Apache Kafka

By definition, Kafka is a distributed streaming platform. In simple words, it sends data from one node/server to another in real-time. It uses a Pub-Sub mechanism to accomplish this. Here we have a publisher, which publishes the messages to the Kafka cluster and there is a subscriber which receives the messages from the Kafka cluster.

Figure 1. Streaming in Kafka


Kafka uses topics to deliver messages from the producer to the consumer. A producer sends the messages to the topic and a consumer subscribes to the topic to receive those messages.

A topic is divided into partitions. Using this concept the topic is scaled on to multiple brokers in the Kafka cluster. This helps in parallel consumption of messages by the consumer. One partition can have one consumer in a consumer group assigned to it.

Partition replication
The Partitions can be replicated on different broker nodes in the Kafka cluster. This helps in the failover scenarios so that the messages are not lost. The leader partition handles the reads and writes, whereas the replicas are the backups. If the leader dies, one of the replicas takes up the leadership role.

Records are the ones that consist of the messages along with the metadata such as – timestamp, message key.

Offset is the position committed by the consumer on the partitions. Using this position the consumer knows which message should be read next. If the consumer needs to read any previous messages, then the offset position can be reconfigured to read them.

A producer is the server that generates the messages and sends those messages to the topic(i.e, partition in the Topic) in Kafka Cluster.

Brokers are the servers that form a Kafka cluster. The messages/data are stored on the brokers. A Leader broker node in the cluster will act as a controller that manages the health of the cluster. This controller is responsible for adding or deleting the messages.

The consumer is the end system that consumes the messages, by subscribing to the topic in the Kafka Cluster. An acknowledgment is sent by the consumer to the Kafka cluster after the message is read.

Consumer groups
A group of consumers with the same group id form a consumer group. The offset is stored for a consumer group, which applies to the consumers in the group. If there is only a single consumer in the group, then all the partitions in the topic are subscribed to the single consumer by default. If you add more consumers to the group, now the consumers share the partitions.

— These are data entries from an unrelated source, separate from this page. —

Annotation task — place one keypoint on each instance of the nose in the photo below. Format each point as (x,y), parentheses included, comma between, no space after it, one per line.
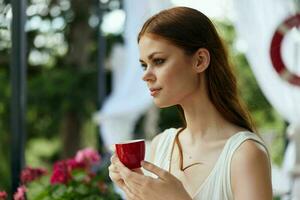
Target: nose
(148,75)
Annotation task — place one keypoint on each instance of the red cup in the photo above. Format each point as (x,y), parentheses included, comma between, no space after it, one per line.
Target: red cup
(131,153)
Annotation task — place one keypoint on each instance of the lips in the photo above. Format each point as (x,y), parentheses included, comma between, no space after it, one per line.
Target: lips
(154,91)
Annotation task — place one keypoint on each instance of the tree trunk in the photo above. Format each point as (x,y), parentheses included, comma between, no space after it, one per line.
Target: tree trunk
(79,39)
(71,134)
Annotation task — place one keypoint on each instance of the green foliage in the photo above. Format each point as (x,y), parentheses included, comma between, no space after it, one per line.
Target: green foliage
(78,188)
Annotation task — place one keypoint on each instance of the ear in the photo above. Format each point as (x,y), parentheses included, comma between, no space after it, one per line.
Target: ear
(202,60)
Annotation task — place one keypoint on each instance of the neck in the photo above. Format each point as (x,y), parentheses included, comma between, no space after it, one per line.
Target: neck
(204,122)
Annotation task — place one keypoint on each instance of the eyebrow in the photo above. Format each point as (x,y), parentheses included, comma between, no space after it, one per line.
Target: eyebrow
(151,55)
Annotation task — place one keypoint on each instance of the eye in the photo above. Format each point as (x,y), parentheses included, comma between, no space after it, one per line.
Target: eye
(144,66)
(158,61)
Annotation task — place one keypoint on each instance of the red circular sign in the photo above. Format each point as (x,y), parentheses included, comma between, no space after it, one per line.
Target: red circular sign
(275,50)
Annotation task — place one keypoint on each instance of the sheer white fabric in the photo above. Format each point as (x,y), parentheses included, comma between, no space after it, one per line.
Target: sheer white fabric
(130,97)
(217,186)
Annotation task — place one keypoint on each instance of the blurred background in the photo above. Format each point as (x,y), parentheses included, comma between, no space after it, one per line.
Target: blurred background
(75,100)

Zookeeper is the one that maintains the brokers, topics, partitions, and replicas. This is responsible for coordinating the operations in a Kafka cluster. This plays an important role in letting the producers and consumers know about the cluster status, routing requests to partition leaders. It stores the last and current offset of the consumers.

Kafka source connector
It is used to connect external producers to send messages to the topics in the Kafka cluster. This is a component provided by Apache Kafka.

Kafka sink connector
It is used to connect external consumers to receive messages from the Kafka cluster. This is a component provided by Apache Kafka.

Having this basic understanding of the flow and the components in Kafka helps you decide on the broker count, partition count, replica count, consumer group count, and consumer count. Based on the message publish rate by the producer and consumer subscription rate we decide on these numbers. Having the right configuration we can achieve real-time streaming using Apache Kafka.

Experience the streaming 🙂